Question

Why GATK and bcftools SNP calling different?

6

Entering edit mode

8.8 years ago

fernardo ▴ 180

Hi all,

I am trying to find SNP/Indel in a dataset using both "GATK" and "bcftools call". I find two big differences for generating VCF files with these tools and I appreciate your help and experience:

1- "GATK" result has higher "DP" value than "bcftools", any clue? e.g.
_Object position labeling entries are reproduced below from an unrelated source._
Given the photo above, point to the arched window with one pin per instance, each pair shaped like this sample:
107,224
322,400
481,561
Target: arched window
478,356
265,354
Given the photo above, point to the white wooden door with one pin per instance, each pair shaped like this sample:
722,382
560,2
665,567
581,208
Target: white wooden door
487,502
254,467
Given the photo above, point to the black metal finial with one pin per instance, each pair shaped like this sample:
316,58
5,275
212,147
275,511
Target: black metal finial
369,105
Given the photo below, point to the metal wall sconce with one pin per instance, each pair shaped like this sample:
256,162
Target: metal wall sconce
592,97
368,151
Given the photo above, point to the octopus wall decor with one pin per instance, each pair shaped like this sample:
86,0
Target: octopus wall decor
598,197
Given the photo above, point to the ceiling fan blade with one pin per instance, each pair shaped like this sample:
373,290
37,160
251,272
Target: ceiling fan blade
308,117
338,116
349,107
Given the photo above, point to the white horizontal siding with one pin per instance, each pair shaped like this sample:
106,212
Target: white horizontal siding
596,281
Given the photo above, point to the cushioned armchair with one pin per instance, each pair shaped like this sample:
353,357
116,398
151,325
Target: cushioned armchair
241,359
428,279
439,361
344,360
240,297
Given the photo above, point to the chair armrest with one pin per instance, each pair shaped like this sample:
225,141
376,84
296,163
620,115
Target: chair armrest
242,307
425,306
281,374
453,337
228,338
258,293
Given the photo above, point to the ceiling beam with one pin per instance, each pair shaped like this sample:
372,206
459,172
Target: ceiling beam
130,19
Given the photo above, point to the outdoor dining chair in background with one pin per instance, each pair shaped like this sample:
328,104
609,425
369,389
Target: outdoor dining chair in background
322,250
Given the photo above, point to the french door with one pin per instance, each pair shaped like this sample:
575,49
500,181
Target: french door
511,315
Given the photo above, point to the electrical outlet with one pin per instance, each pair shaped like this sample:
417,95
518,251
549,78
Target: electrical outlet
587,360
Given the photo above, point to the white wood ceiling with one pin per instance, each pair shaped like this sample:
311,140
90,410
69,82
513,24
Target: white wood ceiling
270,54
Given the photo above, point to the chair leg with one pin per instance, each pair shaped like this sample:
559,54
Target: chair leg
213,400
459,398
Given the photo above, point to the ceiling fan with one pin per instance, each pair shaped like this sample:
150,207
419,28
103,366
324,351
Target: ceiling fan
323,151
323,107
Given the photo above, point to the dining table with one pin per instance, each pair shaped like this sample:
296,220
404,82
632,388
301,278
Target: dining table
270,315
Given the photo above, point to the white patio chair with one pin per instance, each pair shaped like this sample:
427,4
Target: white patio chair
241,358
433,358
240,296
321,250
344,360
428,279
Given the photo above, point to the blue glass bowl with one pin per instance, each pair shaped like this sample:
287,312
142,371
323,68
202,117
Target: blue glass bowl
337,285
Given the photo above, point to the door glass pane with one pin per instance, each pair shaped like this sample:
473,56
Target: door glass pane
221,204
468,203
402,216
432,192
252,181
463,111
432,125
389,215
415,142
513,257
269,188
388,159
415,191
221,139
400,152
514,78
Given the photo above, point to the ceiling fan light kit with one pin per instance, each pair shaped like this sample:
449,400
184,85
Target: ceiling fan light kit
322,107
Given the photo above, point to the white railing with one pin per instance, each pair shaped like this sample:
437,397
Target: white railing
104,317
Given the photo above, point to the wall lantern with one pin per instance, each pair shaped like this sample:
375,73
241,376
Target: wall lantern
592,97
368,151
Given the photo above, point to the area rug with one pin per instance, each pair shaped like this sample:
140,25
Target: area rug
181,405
GATK.vcf ==> NC_000 747 . A G 4054 . AC=1;AF=1.00;AN=1;DP=113;FS=0.000;MLEAC=1;MLEAF=1.00;MQ=59.98;MQ0=0;QD=28.10;SOR=0.769 GT:AD:DP:GQ:PL 1:0,108:108:99:4084,0

bcftools.vcf ==> NC_000913.3 747 . A G 228 . DP=76;VDB=0.987864;SGB=-0.693147;MQSB=1;MQ0F=0;AC=2;AN=2;DP4=0,0,20,56;MQ=59 GT:PL 1/1:255,229,0

2- Why does GATK take much longer time(30-60 mins difference) compared to bcftools? is it normal or someoothing wrong with my usage?

Pipelines I used:

 GATK pipeline ==> java -jar ./GATK3/GenomeAnalysisTK.jar -T HaplotypeCaller -R reference.fasta -I sample.bam -stand_call_conf 30 -stand_emit_conf 10 -o GATK.vcf 

bcftools pipeline ==> samtools mpileup -uf reference.fasta sample.bam | ./bcftools/bcftools call -m -v -o bcftools.vcf

Thanks in advance

SNP next-gen GATK bcftools variant calling • 12k views

ADD COMMENT • link updated 2.6 years ago by Kevin Blighe 88k • written 8.8 years ago by fernardo ▴ 180

0

Entering edit mode

Yes, Haplotypecaller is quite slow. You could try to use a target file (in case you're not doing genome sequencing, depending on project). use -L targets.bed -ip 50 (ip: intervalpadding).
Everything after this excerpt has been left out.